In 2002, the song was sampled by American rapper Eminem for the song "Sing for the Moment", from his 2002 album The Eminem Show. Joe Perry played the guitar solo on the track and the chorus features Steven Tyler singing, with Eminem adding "sing", "sing with me" and "come on" in the refrain as well.

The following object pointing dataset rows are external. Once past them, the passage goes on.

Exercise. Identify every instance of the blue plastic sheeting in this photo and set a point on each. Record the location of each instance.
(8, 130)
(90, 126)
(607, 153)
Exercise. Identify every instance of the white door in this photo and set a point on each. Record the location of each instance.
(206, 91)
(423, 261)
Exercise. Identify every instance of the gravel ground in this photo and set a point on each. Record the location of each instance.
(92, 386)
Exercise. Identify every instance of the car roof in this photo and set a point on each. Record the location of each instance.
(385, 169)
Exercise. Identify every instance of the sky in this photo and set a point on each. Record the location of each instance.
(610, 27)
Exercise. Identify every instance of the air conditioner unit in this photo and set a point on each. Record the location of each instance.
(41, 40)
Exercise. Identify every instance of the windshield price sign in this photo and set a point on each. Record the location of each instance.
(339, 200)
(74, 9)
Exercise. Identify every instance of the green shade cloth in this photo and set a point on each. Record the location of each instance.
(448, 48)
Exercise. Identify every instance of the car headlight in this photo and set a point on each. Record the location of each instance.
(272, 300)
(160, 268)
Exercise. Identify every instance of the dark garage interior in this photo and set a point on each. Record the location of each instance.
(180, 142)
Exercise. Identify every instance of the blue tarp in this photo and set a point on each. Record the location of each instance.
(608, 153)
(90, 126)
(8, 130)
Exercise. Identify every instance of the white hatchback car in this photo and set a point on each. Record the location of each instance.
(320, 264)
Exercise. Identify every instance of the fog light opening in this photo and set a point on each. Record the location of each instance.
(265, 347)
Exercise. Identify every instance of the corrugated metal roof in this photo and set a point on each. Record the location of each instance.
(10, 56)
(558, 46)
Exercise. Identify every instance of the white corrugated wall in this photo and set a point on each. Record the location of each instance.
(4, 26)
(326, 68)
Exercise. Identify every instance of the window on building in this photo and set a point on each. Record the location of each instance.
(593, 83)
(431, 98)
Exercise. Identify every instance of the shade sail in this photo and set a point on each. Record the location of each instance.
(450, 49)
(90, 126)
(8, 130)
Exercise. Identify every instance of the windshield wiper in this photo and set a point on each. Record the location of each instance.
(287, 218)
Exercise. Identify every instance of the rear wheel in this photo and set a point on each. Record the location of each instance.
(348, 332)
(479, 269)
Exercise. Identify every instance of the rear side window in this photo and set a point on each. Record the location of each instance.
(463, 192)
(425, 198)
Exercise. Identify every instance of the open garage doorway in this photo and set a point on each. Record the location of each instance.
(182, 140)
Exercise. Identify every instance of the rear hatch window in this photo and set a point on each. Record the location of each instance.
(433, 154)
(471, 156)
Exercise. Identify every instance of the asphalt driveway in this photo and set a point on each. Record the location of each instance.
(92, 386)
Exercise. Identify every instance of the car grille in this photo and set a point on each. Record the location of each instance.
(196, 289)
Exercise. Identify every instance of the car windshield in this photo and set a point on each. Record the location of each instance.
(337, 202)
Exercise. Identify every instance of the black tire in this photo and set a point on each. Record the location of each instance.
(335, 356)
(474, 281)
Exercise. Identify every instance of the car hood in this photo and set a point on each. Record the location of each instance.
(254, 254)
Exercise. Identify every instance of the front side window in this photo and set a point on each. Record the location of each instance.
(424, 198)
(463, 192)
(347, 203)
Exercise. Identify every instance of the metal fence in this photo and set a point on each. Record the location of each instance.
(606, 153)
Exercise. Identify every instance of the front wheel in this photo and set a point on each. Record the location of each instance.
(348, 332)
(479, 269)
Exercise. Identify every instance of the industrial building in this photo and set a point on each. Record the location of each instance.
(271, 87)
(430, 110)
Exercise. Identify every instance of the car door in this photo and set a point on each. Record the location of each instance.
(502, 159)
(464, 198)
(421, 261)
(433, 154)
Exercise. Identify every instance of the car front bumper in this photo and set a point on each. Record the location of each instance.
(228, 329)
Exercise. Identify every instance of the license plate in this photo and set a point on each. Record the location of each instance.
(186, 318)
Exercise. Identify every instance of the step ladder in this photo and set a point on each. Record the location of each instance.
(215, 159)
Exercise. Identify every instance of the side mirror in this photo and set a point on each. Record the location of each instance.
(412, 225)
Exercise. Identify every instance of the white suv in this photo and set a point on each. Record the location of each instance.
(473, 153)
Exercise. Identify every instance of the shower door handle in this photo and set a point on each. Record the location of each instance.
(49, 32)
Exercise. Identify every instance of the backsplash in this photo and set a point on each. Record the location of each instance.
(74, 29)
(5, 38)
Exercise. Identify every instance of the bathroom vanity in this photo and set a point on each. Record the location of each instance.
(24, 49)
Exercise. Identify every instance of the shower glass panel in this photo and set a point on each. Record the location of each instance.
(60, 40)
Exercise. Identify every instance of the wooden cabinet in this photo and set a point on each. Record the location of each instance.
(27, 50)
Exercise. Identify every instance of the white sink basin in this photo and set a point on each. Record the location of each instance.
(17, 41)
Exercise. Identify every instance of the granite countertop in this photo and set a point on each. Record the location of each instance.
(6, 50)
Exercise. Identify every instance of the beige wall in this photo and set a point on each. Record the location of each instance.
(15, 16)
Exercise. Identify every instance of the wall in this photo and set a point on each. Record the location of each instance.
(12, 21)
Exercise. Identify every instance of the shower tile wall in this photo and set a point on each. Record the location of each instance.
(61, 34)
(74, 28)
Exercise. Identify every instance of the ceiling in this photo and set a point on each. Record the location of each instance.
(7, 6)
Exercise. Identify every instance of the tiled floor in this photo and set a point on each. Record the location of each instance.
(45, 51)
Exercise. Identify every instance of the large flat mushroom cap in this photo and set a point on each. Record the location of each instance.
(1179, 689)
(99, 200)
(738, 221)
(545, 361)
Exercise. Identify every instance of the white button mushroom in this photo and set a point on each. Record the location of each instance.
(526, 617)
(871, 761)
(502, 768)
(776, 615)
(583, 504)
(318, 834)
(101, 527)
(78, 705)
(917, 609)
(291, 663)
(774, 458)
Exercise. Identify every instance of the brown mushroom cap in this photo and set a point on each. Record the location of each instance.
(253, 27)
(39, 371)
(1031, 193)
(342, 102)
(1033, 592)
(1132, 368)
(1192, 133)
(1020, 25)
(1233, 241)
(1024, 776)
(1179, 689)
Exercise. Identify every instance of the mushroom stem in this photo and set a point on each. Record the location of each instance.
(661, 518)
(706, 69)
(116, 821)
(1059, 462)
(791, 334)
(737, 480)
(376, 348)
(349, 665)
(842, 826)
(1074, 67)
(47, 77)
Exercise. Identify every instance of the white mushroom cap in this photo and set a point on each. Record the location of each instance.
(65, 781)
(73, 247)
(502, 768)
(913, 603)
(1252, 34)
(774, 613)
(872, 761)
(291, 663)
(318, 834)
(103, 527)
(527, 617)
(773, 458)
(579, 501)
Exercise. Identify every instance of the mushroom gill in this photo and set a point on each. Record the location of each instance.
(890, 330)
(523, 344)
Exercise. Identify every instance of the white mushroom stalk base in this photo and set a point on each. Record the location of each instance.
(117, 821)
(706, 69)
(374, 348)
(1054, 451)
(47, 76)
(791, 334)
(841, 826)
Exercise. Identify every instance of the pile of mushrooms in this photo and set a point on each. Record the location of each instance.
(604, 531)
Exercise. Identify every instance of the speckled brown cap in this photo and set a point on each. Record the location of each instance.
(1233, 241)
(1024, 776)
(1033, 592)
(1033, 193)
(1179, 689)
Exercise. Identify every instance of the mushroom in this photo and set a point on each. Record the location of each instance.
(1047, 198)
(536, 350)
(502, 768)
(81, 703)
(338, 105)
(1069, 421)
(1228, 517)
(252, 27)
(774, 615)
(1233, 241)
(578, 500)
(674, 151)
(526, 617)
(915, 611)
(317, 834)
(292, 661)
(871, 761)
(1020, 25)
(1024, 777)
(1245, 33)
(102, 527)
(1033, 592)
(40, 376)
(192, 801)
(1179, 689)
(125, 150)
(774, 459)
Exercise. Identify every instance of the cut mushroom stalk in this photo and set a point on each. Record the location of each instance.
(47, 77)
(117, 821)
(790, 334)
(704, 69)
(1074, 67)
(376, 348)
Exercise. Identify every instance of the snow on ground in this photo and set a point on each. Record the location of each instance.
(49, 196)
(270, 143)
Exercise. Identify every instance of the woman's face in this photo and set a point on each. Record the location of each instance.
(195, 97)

In 2022, "Dream On" experienced a resurgence in popularity on social media following its usage in a meme of a cutscene from God of War wherein the main character, Kratos, falls off Mount Olympus while the song's chorus plays; the song subsequently rose up to 720 million streams on Spotify.

== Personnel ==
- Steven Tyler – vocals, keyboards
- Joe Perry – lead guitar
- Brad Whitford – rhythm guitar
- Tom Hamilton – bass guitar
- Joey Kramer – drums

==Charts==

===Weekly charts===

| Chart (1973) | Peak position |
|---|---|
| Canada RPM Top 100 | 87 |
| US Billboard Hot 100 | 59 |

1976 weekly chart performance for "Dream On"
| Chart (1976) | Peak position |
|---|---|
| Canada RPM Top 100 | 10 |
| US Billboard Hot 100 | 6 |
| Netherlands (Single Tip) | 17 |

| Chart (1994) | Peak position |
|---|---|
| Netherlands (Dutch Top 40) | 12 |
| Netherlands (Single Top 100) | 14 |

| Chart (2022–2024) | Peak position |
|---|---|
| Czech Republic Singles Digital (ČNS IFPI) | 39 |
| France (SNEP) | 200 |
| Global 200 (Billboard) | 110 |
| Hungary (Single Top 40) | 30 |
| Lithuania (AGATA) | 75 |
| Slovakia (Singles Digitál Top 100) | 47 |
| Sweden Heatseeker (Sverigetopplistan) | 5 |
| Ukraine Airplay (TopHit) | 63 |

===Year-end charts===

| Chart (1976) | Rank |
|---|---|
| Canada RPM Top 100 | 107 |
| US Billboard Hot 100 | 51 |

| Chart (1994) | Position |
|---|---|
| Netherlands (Dutch Top 40) | 97 |

==Certifications==

Certifications for "Dream On"
| Region | Certification | Certified units/sales |
| Denmark (IFPI Danmark) | Gold | 45,000^{‡} |
| Germany (BVMI) | Gold | 250,000^{‡} |
| Italy (FIMI) | Platinum | 50,000^{‡} |
| New Zealand (RMNZ) | 3× Platinum | 90,000^{‡} |
| Spain (Promusicae) | Platinum | 60,000^{‡} |
| United Kingdom (BPI) | Platinum | 600,000^{‡} |
| United States (RIAA) | 4× Platinum | 4,000,000^{‡} |
Streaming
| Greece (IFPI Greece) | Gold | 1,000,000^{†} |
^{‡} Sales+streaming figures based on certification alone. ^{†} Streaming-only figures based on certification alone.